Wednesday, May 03, 2006

Stephen Colbert at the White House Correspondents' Dinner

The media is totally ignoring the brilliantly satirical remarks delivered by Colbert at the Correspondents’ Dinner, probably because they were the target of some of his most blistering invective.

Over the last five years you people were so good over tax cuts, W.M.D. Intelligence, the affect of global warms. We Americans didn't want to know, and you had the courtesy not to try to find out. Those were good times, as far as we knew.

But, listen, let's review the rules. Here's how it works. The president makes decisions, he’s the decider. The press secretary announces those decisions, and you people of the press type those decisions down. Make, announce, type. Put them through a spell check and go home. Get to know your family again. Make love to your wife. Write that novel you got kicking around in your head. You know the one about the intrepid Washington reporter with the courage to stand up to the administration. You know, fiction.

He also brought up things that I would bet no one dares mention in front of Dubya, like his 32% approval rating, the fact that his administration’s biggest (and sometimes it seems only) talent is staging photo-ops, etc.
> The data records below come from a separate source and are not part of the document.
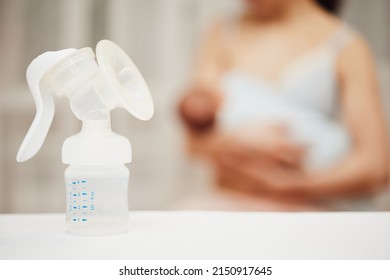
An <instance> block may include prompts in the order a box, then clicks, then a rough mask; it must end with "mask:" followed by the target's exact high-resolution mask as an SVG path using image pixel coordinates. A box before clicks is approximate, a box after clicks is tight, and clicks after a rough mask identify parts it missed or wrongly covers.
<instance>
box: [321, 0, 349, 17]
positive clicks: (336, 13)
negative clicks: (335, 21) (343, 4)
mask: <svg viewBox="0 0 390 280" xmlns="http://www.w3.org/2000/svg"><path fill="white" fill-rule="evenodd" d="M342 2H343V1H342V0H317V3H318V4H319V5H320V6H321V7H322V8H324V9H325V10H327V11H328V12H330V13H332V14H337V13H338V12H339V10H340V8H341V4H342Z"/></svg>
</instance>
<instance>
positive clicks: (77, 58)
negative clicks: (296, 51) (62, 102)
mask: <svg viewBox="0 0 390 280" xmlns="http://www.w3.org/2000/svg"><path fill="white" fill-rule="evenodd" d="M96 58H97V61H96V60H95V55H94V53H93V51H92V49H90V48H83V49H79V50H76V49H65V50H60V51H56V52H46V53H44V54H42V55H40V56H38V57H37V58H35V59H34V60H33V61H32V62H31V64H30V65H29V67H28V68H27V73H26V75H27V82H28V86H29V88H30V91H31V93H32V95H33V98H34V102H35V105H36V110H37V111H36V116H35V118H34V121H33V123H32V125H31V127H30V129H29V131H28V133H27V135H26V137H25V139H24V140H23V143H22V145H21V146H20V149H19V151H18V154H17V161H19V162H23V161H26V160H28V159H30V158H32V157H33V156H34V155H35V154H36V153H37V152H38V151H39V149H40V148H41V146H42V145H43V142H44V140H45V138H46V135H47V133H48V130H49V128H50V125H51V122H52V120H53V116H54V111H55V110H54V102H53V98H55V97H57V98H62V97H67V98H68V99H69V103H70V106H71V109H72V112H73V113H74V115H75V116H76V117H77V118H78V119H79V120H81V121H82V129H81V132H80V133H78V134H76V135H74V136H71V137H69V138H68V139H66V141H65V142H64V144H63V147H62V161H63V162H64V163H66V164H69V167H68V168H67V170H66V171H65V184H66V192H67V209H66V214H67V215H66V220H67V224H68V231H69V232H71V233H75V234H84V235H102V234H103V235H104V234H114V233H120V232H124V231H126V229H127V222H128V205H127V189H128V176H129V172H128V169H127V168H126V167H125V166H124V164H125V163H129V162H131V146H130V143H129V141H128V140H127V139H126V138H125V137H123V136H120V135H118V134H116V133H113V132H112V131H111V123H110V111H111V110H113V109H115V108H124V109H126V110H127V111H128V112H129V113H130V114H132V115H133V116H135V117H136V118H138V119H141V120H149V119H150V118H151V117H152V116H153V112H154V106H153V100H152V97H151V95H150V92H149V89H148V87H147V85H146V83H145V81H144V79H143V77H142V75H141V74H140V72H139V71H138V69H137V67H136V66H135V65H134V63H133V62H132V61H131V59H130V58H129V57H128V56H127V55H126V53H125V52H123V50H122V49H121V48H119V47H118V46H117V45H115V44H114V43H113V42H110V41H107V40H103V41H100V42H99V43H98V44H97V47H96Z"/></svg>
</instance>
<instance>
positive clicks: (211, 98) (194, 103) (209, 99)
mask: <svg viewBox="0 0 390 280" xmlns="http://www.w3.org/2000/svg"><path fill="white" fill-rule="evenodd" d="M220 103H221V100H220V98H219V97H218V95H217V94H215V93H211V92H210V91H206V90H204V89H199V88H196V89H191V90H189V92H188V93H187V94H186V95H185V96H184V98H183V99H182V100H181V101H180V104H179V114H180V116H181V118H182V120H183V121H184V122H185V124H186V125H187V127H188V128H190V129H191V130H193V131H194V132H205V131H208V130H209V129H211V128H212V127H213V126H214V124H215V122H216V118H217V111H218V108H219V105H220Z"/></svg>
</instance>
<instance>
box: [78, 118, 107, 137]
mask: <svg viewBox="0 0 390 280" xmlns="http://www.w3.org/2000/svg"><path fill="white" fill-rule="evenodd" d="M81 132H82V133H88V134H92V133H99V134H100V133H110V132H111V121H110V118H109V117H108V119H105V120H85V121H83V125H82V128H81Z"/></svg>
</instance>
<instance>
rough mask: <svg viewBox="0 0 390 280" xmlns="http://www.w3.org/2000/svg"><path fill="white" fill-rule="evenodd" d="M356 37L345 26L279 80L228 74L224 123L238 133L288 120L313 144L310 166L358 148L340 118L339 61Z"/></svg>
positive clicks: (309, 164)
The blogosphere, on the other hand, is cheering. If you want to send your own personal thanks, you can go here. You can also see the video at this site. The reason, oh Great and So Out-of-Touch Defenders of the Republic, is because he did what you won’t do. He spoke truth to power, while “power” was sitting less than 10 feet away from him.

I saw something that said that even Keith Olbermann (usually one of the good guys, but wrong on this one, if it’s true) was worried that the routine might have made poor Dubya “uncomfortable.” You know what I say? Good! He deserves to be “uncomfortable” and worse. All he hears, day and night, in his little bubble, is how wonderful he is, so of course a little dose of reality (which, as Colbert says, has “a well-known liberal bias”) is going to hurt. I mean, between Harriet Miers’ mash notes and Josh Bolten’s collection of photos of his hands, for God’s sake, the man doesn’t have a staff – he has a fan club. What he deserves, apart from trial and conviction for war crimes, is to never have a moment’s peace for as long as he lives. Like Richard III (Shakespeare's fictional Richard, not the real one), he deserves to have his dreams haunted by the thousands whose lives he’s been responsible for ending or ruining. Unfortunately, he doesn’t have enough imagination or capacity for remorse for that to ever happen.

What I’m a little worried about, as I told my sister yesterday, is that in the near future Colbert’s show will be cancelled due to his inexplicable “disappearance.” He also might want to consider not flying in the future, assuming that the government would let him fly, since he’s obviously an al Qaeda sympathizer.